About a month ago I decided to take a break from the Immunotherapy. Both the new cat and dog sublingual treatment and the dust mites that are subcutaneous (by injection). I had been reacting more than ever before to the dust mites and thought perhaps my body needed a break for the injections. I had been on the sublingual treatment for cats and dogs for a month and the oral itching seemed to be getting worse. Benadryl seemed to be the only solution, which made me EXTREMELY drowsy. In the last week, I have been reacting to dust quite a bit more than usual, and I decided to resume the subcutaneous injections for dust mites.

The sublingual immunotherapy was new for me. I like the idea of being able to take it at home, as I would have less allergist/doctor appointments than the subcutaneous injections. It seemed more convenient and I wanted to give it a try. I know that this treatment has been successful for many, though I seem to react a little differently than most people to these types of things…

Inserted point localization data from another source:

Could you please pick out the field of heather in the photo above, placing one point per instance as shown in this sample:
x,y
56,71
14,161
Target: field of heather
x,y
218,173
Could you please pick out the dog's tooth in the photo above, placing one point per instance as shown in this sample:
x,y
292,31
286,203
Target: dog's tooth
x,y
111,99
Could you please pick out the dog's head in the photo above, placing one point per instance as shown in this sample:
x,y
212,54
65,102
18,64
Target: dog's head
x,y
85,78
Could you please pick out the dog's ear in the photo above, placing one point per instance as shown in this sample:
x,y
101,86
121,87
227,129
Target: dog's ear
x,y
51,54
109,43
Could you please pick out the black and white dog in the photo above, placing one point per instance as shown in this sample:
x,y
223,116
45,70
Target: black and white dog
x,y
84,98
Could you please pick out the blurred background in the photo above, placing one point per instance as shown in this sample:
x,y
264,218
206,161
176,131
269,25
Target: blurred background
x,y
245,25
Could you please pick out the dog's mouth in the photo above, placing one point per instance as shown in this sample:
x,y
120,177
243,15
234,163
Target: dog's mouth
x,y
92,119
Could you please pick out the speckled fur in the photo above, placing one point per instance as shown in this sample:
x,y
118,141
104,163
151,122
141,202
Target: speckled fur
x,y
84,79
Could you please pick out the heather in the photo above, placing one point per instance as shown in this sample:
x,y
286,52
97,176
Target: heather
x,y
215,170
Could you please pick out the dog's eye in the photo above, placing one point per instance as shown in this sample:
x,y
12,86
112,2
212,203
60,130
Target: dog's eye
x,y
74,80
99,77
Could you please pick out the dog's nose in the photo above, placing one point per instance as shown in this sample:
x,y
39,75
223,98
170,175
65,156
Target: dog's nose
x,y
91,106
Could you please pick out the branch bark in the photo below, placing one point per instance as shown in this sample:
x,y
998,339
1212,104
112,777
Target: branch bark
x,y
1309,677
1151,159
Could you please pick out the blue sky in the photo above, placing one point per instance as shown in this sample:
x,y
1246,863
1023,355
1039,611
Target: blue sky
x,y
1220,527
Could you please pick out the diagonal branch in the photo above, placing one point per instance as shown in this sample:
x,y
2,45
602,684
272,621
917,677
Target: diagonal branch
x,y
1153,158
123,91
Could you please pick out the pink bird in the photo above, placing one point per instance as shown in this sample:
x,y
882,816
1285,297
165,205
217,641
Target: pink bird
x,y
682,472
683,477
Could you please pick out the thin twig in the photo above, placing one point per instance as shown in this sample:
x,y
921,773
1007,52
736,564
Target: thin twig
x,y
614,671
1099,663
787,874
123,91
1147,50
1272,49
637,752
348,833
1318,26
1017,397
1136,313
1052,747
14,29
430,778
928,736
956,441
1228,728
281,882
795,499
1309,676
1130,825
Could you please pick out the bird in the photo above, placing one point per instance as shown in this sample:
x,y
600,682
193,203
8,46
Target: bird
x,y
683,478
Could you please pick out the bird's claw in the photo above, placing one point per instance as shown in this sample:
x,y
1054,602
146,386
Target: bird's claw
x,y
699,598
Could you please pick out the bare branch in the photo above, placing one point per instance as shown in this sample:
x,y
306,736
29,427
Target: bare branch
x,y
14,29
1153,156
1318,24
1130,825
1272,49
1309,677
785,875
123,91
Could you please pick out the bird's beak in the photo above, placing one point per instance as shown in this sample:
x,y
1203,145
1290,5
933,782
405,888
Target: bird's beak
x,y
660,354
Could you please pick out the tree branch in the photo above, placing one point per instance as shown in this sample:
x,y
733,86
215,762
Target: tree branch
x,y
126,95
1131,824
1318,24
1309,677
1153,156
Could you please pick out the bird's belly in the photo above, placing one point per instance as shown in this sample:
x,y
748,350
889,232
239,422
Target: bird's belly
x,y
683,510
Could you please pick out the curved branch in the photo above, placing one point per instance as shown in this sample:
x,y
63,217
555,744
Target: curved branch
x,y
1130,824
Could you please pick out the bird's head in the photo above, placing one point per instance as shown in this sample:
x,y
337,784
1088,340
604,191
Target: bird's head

Is anyone else out there using the sublingual immunotherapy? If so, is it working out for you? I’ve been informed that the oral itching usually decreases with time. Is anyone past the oral itching stage? I’d like to start it up again however I’m not quite ready for all that oral itching and antihistamine drowsiness yet…

Detective work for a stuffy nose…

Snuffy

Friday afternoon we left for a weekend away and I had thought to pack one of my dust mite pillow covers and an extra pillow slip instead of bringing my pillow. Friday night I was so tired I fell asleep without putting the dust mite pillow cover and new slip on and had quite a night. I felt like the Snuffleupagus from Sesame Street! Being so tired I took some antihistamines, turned over and went back to sleep… Though I did go through an entire box of Kleenex!

I couldn’t figure out why my nose had been so stuffy. We opened the windows, aired out the cabin and I hoped for a better night’s sleep.

Just before bed, I remembered that I had packed the pillow cover and extra slip. How could I have forgotten! I zipped up the cover and that night I slept without a single sniffle. A simple cover made ALL the difference :)

Next time I sleep somewhere else I am going equipped with my own pillow, or at the very least, a dust mite cover and extra pillow slip. Do you ever get a stuffy nose when sleeping somewhere else? Does your pillow travel with you? I think I need a traveling pillow!